2004-11-03

I knew eventually...

Drastic measures call for drastic needs...
Mood: positively bored.

.... Or is it the other way around?
In any case, that doesn't matter.

The US Presidential elections are like, nearly over. I really wonder
who's winning. Not bothering to check at the moment. The remote's just
a tad bit too far away (10 feet - go figure).

Read YaMei's blog earlier on. My my my.... she's certainly a writer.
After reading a few entries, I'd realised how much I'd lost touch with
the actual reason for my blogging.

Yes, I used to blog for a main reason... which in hindsight, I never
thought I'd lose sight off... but hey hey... just take a look at my
blog..
What a mess it is.

That's alright really. I'll just change it slowly, entry by entry from
now on.. The tone may get rather cold, not as friendly, perhaps.. and
most certainly very much sacarstic (as always).. but you'll still have
a blog entry to read every few days, in anycase..

Anyway, YaMei was talking about maniac depression in one of her
entries.. We'd talked about that on the day when we were on the
discussion forum at Singapore Polytechnic.. She'd said something about
feeling like when you hit the highs in bi-polar, you'll practically
feel like god, and nothing can ever stop you...
and while that's the high, hitting the lows made you feel like you
were being tortured so badly, seconds could literally turn in to
decades and all that..

Makes me ponder (yeah, I'd been pondering on that since then till
now), about my own behaviour sometimes...
At times, I feel like I can do practically ANYTHING that's impossible
on this Earth. Like I can overcome the highest mountains, or the
deepest oceans, be more perfect than any perfect being that can be
found dead or alive. It felt good, to tell you the least..

Then there were the downs in my life.
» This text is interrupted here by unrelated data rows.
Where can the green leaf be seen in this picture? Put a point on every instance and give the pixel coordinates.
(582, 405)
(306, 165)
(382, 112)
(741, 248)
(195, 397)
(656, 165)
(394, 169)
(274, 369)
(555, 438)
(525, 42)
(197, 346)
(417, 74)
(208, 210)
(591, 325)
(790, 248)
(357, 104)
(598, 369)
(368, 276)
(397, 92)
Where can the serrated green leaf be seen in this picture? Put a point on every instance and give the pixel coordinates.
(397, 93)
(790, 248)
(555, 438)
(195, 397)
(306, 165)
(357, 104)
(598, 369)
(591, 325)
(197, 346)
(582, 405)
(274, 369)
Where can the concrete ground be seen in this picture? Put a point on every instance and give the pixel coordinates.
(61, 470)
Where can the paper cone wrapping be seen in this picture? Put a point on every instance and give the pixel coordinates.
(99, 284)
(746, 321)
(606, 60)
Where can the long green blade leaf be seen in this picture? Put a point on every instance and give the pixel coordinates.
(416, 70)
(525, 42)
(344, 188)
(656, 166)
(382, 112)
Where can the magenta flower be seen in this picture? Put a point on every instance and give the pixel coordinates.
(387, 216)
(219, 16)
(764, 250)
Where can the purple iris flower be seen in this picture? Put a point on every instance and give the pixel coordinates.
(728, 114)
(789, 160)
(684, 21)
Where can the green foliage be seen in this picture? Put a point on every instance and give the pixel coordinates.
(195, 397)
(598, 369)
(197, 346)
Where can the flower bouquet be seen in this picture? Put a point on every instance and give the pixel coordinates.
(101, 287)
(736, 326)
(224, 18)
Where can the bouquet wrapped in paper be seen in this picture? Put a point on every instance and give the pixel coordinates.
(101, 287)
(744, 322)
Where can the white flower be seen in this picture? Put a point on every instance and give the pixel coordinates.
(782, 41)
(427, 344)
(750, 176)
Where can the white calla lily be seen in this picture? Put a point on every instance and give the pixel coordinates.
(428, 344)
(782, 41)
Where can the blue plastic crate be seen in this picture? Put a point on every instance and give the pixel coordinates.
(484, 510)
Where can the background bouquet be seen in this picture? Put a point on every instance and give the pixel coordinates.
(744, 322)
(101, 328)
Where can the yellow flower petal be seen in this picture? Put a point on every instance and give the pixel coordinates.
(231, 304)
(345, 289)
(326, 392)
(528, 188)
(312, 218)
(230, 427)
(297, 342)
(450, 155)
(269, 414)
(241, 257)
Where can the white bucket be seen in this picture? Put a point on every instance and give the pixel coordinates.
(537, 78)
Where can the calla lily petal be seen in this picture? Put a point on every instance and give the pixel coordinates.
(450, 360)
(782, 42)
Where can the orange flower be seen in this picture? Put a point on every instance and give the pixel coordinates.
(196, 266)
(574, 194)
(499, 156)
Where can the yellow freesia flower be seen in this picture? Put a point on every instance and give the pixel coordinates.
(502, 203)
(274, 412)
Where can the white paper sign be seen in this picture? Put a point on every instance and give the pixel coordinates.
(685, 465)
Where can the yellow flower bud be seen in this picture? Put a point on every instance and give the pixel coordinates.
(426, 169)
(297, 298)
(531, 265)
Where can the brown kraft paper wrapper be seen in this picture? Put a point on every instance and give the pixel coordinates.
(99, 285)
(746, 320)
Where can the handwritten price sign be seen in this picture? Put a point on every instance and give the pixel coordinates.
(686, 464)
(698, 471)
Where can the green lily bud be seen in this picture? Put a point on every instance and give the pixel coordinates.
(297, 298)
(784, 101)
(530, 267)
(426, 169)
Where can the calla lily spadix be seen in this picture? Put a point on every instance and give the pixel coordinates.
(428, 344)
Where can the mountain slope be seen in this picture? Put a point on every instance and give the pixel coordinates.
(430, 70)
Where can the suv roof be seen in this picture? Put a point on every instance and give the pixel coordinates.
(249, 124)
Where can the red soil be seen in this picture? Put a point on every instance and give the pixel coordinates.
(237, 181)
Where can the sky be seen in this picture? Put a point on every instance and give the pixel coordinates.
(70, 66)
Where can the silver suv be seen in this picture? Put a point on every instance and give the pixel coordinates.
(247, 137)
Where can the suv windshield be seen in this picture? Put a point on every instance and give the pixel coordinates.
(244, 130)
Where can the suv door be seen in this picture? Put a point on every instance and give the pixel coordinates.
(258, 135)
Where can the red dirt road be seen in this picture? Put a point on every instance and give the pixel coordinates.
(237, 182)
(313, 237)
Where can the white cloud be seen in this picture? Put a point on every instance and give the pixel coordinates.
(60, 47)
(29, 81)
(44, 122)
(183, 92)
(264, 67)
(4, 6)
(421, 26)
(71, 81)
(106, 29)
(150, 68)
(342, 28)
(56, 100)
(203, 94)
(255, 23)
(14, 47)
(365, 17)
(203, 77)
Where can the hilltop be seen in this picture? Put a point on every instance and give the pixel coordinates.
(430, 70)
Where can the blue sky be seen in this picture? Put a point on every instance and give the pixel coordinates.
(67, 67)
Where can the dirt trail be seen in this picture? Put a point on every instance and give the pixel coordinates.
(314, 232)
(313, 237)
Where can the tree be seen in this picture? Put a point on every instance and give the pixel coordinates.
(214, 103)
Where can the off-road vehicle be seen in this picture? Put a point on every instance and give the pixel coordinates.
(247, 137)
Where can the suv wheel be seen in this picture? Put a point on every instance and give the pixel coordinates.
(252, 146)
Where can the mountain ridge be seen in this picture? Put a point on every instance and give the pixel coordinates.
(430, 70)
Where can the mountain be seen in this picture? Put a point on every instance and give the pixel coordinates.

Oh trust me, I never cut myself
in attempt on suicide. (okay, I did, but they weren't any worse than
terra's scratching, really.) Rather, I did drugs. But never bad enough
to get my stomach pumped. Surprisingly, with the maximum of 4
different types of paracetamol, and 8 pills after, I could walk about
like nothing happened 2 days after.. (I'd slept the day after)
Being drugged out deliberately wasn't really something I remembered.
Everything was hazy, blurry actually. I didn't know what went on..
Just woke up, took my meals and stuff. When people talked, I ignored..
when the effects were wearing off just by a little bit, I'd take 2
more pills. when others asked, I'd just reason "It's a headache" they
seem to believe me.. so yeah...
In the course of the previous year, 2003, I'd consume about 10 packs
of panadol, which was 300 pills.

Yep. Suicide it was, but suicide never came. I figured I was too
hardy, not my time.
Hahs.. but anyway, back to the topic at hand..

My main thought was:

Was I a bi-polar without my knowing?

Scares me to even think about it....


YaMei, my dear... you're not the only one coming across
'legal-advisor' blogs. Personally, I think those blogs are crap. A
place of formal nuisance.. (oh, look who's talking, huh?)

Talking about legal and stuff to do with my course.
I hope Bush wins. That way, when stem-cell research gets banned there,
MB will get a better chance of getting great jobs, and doing stem-cell
research. Let the money roll in, bay-beh!! *chuckle*

But then again, what good will I gain from it if I don't do well in my
exams? Absolutely nothing I suppose.

Which reminds me: Joey is freaking out.
Way to go, dude..! only a day or two before your paper, and you
freak... well, not too bad, I only freak AFTER my papers.

That's just... Worrying.

*nods* My skin's getting too thick.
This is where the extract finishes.